1つ目は、前事業年度が7月以下であるものです。

法人-特定期間-短期事業年度①
For Example

例えば、①前期に法人が設立された場合、②前期に決算期を変更した場合、③課税期間変更届出書の提出により、課税期間を短縮(例えば3月)している場合などに、このようなことが起きます。

ロ. 前事業年度が7月超・8月未満であって、前事業年度開始の日以後6月の期間の末日の翌日から、その前事業年度終了の日までの期間が2月未満であるもの

この論点は「応用論点」のため、次に記載しています。余裕が出てきたら手を付けましょう。

・特定期間の納税義務の免除の特例(応用)

② 特定期間の判定

次は特定期間の判定ですが、法人の場合は、前事業年度が短期事業年度か否かにより判定が異なります。

イ. 前事業年度が短期事業年度ではない場合

法人の前事業年度が短期事業年度ではない場合の特定期間は、個人事業者と同様に考えます。
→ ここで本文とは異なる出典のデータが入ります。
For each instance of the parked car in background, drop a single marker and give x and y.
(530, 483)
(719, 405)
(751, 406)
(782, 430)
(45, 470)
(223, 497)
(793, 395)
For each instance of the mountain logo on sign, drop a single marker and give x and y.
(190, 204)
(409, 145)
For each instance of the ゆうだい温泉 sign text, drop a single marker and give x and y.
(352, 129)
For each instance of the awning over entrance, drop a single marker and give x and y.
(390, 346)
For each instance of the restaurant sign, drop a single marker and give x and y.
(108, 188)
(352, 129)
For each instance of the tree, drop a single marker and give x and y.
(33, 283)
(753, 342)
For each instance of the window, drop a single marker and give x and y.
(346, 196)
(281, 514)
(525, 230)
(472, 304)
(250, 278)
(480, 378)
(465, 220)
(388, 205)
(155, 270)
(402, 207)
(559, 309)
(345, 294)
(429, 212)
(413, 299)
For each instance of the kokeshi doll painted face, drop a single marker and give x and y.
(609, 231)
すなわち、その事業年度の前事業年度開始の日から6月の期間を特定期間とします。

法人の特定期間-短期事業年度ではない場合
ロ. 前事業年度が短期事業年度である場合

法人の前事業年度が短期事業年度である場合の特定期間は、さらに事業年度を遡り(さかのぼり)、その事業年度の前々事業年度開始の日から6月の期間が特定期間となります。

前々事業年度を特定期間とする場合

なお、前々事業年度が6月未満である場合には、その6月未満の期間を特定期間とします。


ただし、前々事業年度が次のいずれかに該当するときは「特定期間は存在しない」と判定をします。

  • (イ) その前々事業年度が基準期間に含まれるもの
  • (ロ) その前々事業年度が6月以下で、前事業年度が2月未満であるもの
  • (ハ) その前々事業年度が6月超で、その前々事業年度開始の日から6月の期間の末日(※)翌日から、前事業年度終了の日までの期間が2月未満であるもの
6月の期間の末日の考え方

「6月の期間の末日」の考え方は「特定期間の納税義務の免除の特例(応用)」を参考にしてください。

2. 特定期間における課税売上高の算出

特定期間の判定を行った後は、特定期間における課税売上高を算出します。

この特定期間における課税売上高の算出は単純で、特定期間における課税資産の譲渡等の税抜対価の額の合計額から、特定期間における売上に係る税抜対価の返還等の金額の合計額を控除して算出します。

特定期間における課税売上高は6ヶ月換算はしない!

なお、学習が進むほどポカミスをするのが、この「特定期間における課税売上高の算定」です。

何か?と言うと、特定期間における課税売上高の算定では、特定期間が6ヶ月未満であっても、6ヶ月分への換算はしません

基準期間における課税売上高の算定では、基準期間が1年ではない場合に、課税売上高を年換算します。基準期間における課税売上高と混同をしないように注意しましょう。